And then there is the choice between hardware and software raid. I can say that hardware raid is probably easier to setup and install but it does not give you the ability to split partition the drives in smaller chunks with multiple arrays on the drives for boot, root, swap. And for me this is important.  I see no reason why swap needs to be on a raid 5 or raid 6 array and with hardware raid you forced to do this or to add an additional drive for the operating system but maybe this is not that important anymore because how much do we actually use swap anymore. I mean on the machine I am typing right now I have 4GB of memory and 4 GB of swap but I almost never see any swap in use... For performance I give a slight edge to hardware raid but this is becoming less and less as processors get faster. Think of this your main cpu is 2 to 3 GHz and the processor on these hardware cards is on the order of 100 to 200 Mhz with the hardware card having the advantage of only running one or maybe two applications at a time while your system cpu probably has 100 or more threads running in the background. Either way with software raid on my systems I rarely see the cpu usage go above 5% for the raid array and this is for raid6. The only time it will be more is if you are doing a rebuild. And then there is tolerance to failure. For this I give software the edge for two reasons. In a software array if the controller card dies I can easily swap out the disks into a new system or install a new cheap controller and be up in minutes. With hardware I absolutely have to get a card at least from the same company as hardware cards are not compatible between vendors. And my second point on this topic. With software if the drives fail and somehow get out of sync you can at last resort force them to go online and then recover any data that has not changed since the one drive went offline.  With hardware I have not seen this in the past as if anything is detected wrong by the controller hardware usually rejects the array and you are out of luck (this may have changed recently as I have not bought a hardware controller in a few years).

----------

## Rad

 *drescherjm wrote:*   

> If you are going to permanently add a hot spare why not make it be available for extra redundancy that raid 6 provides as I am not convinced that a hot spare drive will last any longer by sitting in a machine on with no data on it than on and actually being used.

 

A drive will last longer as spare, since drives wear down mechanically. If it runs slowly in standby mode and doesn't use it's read/write heads it's of course not gonna be worn out as fast as it would if it was being used actively with RAID. Another point of using RAID 5 + a spare is that RAID 6 just requires significantly more calculations to work than RAID 5, and hence requires better hardware or more CPU time.

 *drescherjm wrote:*   

> 
> 
> And then there is the choice between hardware and software raid. I can say that hardware raid is probably easier to setup and install but it does not give you the ability to split partition the drives in smaller chunks with multiple arrays on the drives for boot, root, swap.

 

Booting off a hardware RAID array is usually possible without any tricks - hence you don't actually have a need to leave /boot off the array. Only bad mainboards don't allow for booting off PCI attached devices these days..

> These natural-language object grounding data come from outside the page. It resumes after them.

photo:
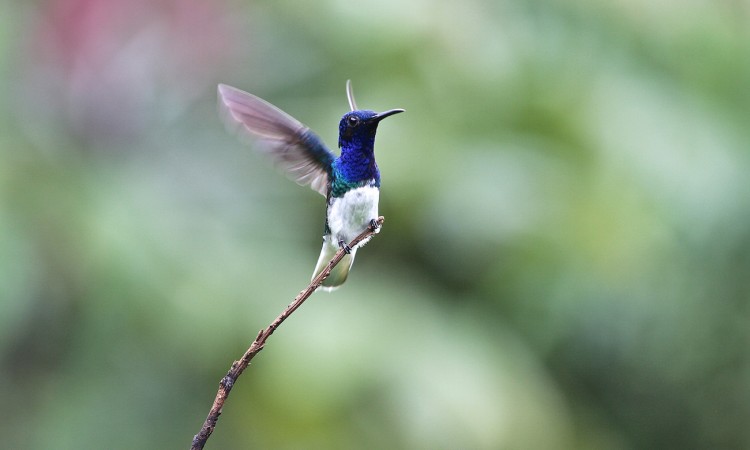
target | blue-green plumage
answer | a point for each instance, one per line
(350, 182)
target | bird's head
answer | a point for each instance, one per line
(359, 127)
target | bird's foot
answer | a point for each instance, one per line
(346, 248)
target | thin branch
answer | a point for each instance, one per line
(226, 383)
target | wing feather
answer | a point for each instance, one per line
(289, 143)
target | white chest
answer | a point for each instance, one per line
(349, 215)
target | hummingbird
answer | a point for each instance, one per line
(350, 182)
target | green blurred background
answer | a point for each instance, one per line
(565, 262)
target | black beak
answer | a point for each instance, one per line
(384, 114)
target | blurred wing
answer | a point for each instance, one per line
(291, 145)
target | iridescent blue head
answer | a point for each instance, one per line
(357, 128)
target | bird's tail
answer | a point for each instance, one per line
(339, 273)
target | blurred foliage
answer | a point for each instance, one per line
(565, 261)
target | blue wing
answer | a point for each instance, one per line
(289, 143)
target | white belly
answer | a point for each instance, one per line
(349, 215)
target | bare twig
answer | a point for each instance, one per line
(226, 383)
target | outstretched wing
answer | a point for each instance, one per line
(291, 145)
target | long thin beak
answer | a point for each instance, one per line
(390, 112)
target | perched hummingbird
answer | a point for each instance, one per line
(350, 183)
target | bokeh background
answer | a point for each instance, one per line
(565, 262)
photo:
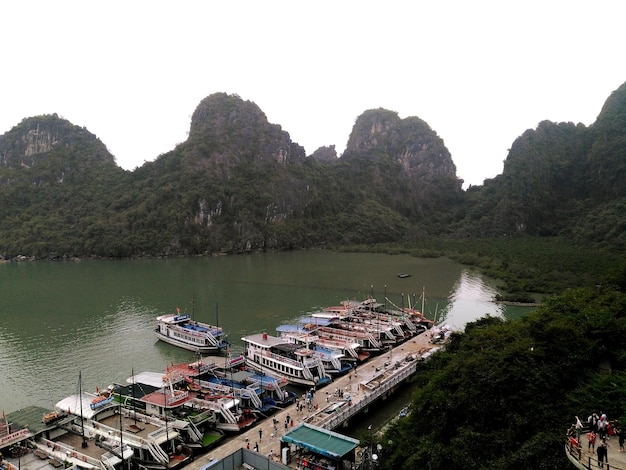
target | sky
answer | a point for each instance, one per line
(480, 73)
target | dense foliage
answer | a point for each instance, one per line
(503, 394)
(239, 183)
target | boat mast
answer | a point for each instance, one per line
(132, 371)
(80, 397)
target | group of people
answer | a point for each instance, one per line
(600, 428)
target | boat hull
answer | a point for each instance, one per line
(190, 347)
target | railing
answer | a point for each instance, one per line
(338, 418)
(575, 455)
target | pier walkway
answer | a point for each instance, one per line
(584, 458)
(376, 379)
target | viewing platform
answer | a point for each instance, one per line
(584, 458)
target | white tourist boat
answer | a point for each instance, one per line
(182, 331)
(298, 364)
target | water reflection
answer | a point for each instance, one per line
(97, 318)
(470, 298)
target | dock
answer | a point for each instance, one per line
(333, 406)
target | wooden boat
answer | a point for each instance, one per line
(297, 364)
(182, 331)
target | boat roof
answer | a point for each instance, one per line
(320, 441)
(264, 340)
(174, 318)
(316, 321)
(79, 405)
(136, 390)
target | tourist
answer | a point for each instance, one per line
(602, 454)
(579, 428)
(591, 437)
(602, 428)
(592, 421)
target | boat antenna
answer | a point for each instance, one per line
(385, 299)
(132, 371)
(80, 397)
(121, 433)
(193, 307)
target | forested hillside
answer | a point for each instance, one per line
(240, 183)
(559, 179)
(503, 394)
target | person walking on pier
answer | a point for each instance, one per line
(591, 437)
(602, 454)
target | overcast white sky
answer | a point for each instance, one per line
(478, 72)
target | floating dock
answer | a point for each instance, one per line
(333, 406)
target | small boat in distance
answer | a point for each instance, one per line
(182, 331)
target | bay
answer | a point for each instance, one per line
(98, 317)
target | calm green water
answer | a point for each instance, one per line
(98, 317)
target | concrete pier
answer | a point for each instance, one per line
(376, 379)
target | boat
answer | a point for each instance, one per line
(332, 354)
(182, 331)
(297, 364)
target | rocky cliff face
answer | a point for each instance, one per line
(409, 142)
(227, 131)
(34, 138)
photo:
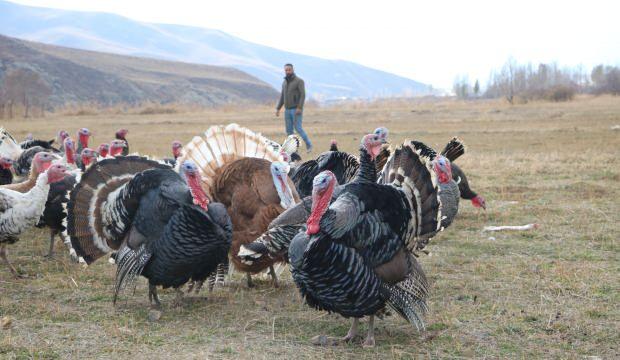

Also, quite a few 3ware cards would actually provide said ability to split drives logically before putting arrays over the chunks; that's not exclusively a software RAID feature.

----------

## drescherjm

 *Quote:*   

> Another point of using RAID 5 + a spare is that RAID 6 just requires significantly more calculations to work than RAID 5, and hence requires better hardware or more CPU time. 

 

I would not consider 5 to 10% cpu usage on a 2 GHz Opteron for software raid 6 too high a cost.

----------

## remix

ok so i read all your suggestions... raid5 seems to be the popular advice.

so what do you guys think of this setup for raid5

athlonXP (3200)

4 port sata on the motherboard

a cheap 50dollar 2 port pci sata controller

5 250gb hard drives 4 for 1gb, + 1 for parity

a dvd burner

this is well in my budget, and i'm looking for decent speed, redundancy, and backups, software raid6

is this a good setup? am i missing something? pci too slow? will i get what i want?

will it take me weeks of configuring (i've never done a raid system before, but i read 2 wikis on raid)

----------

## Rad

Looks okay; using standard pci for up to two drives shouldn't be a problem as such, even with SATA. Obviously the controller could still be bad, or worse, not have a driver for linux.

You should probably worry more about the onboard sata controller, in particular if you plan on using a cheaper mainboard...

----------

## remix

ok, i'm buying the hardware now then... hopefully my supplier has a good pci sata controller card that linux can support.

----------

## remix

oh wait! how the hell am i going to backup a 1tb server with a dvd burner? all the compression in the world wont make that 1tb fit on a 4gb dvd....

any solutions for backup?

----------

## Antimatter

There are a few options.

1) online backup, you upload that data to a server/datacenter somewhere

2) tape drive backup

3) Another "array" somewhere else to copy your data over to.

4) alots of monkey for backing up to dvd's

----------

## Ast0r

 *Antimatter wrote:*   

> 4) alots of monkey for backing up to dvd's

 

Yeah, spider monkeys!

----------

## remix

wow tape drives are expensive!!!!!

hmm.... the network thing might be the best way... i'm not exactly sure how to do it, but i can research.

----------

## tgh

My current gentoo boxes are very similar to drescherjm's.  The M2N-E motherboards are very good for entry level servers.

First, if you can't go with a redundant power-supply server case, then there's the less expensive route but you need to be able to afford downtime while you swap out the PSU.  We run everything in Xen domains, with hot spare hardware so that we can move drives or individual guest domains to other machines as needed.  You need to decide how many hard drives you want to install.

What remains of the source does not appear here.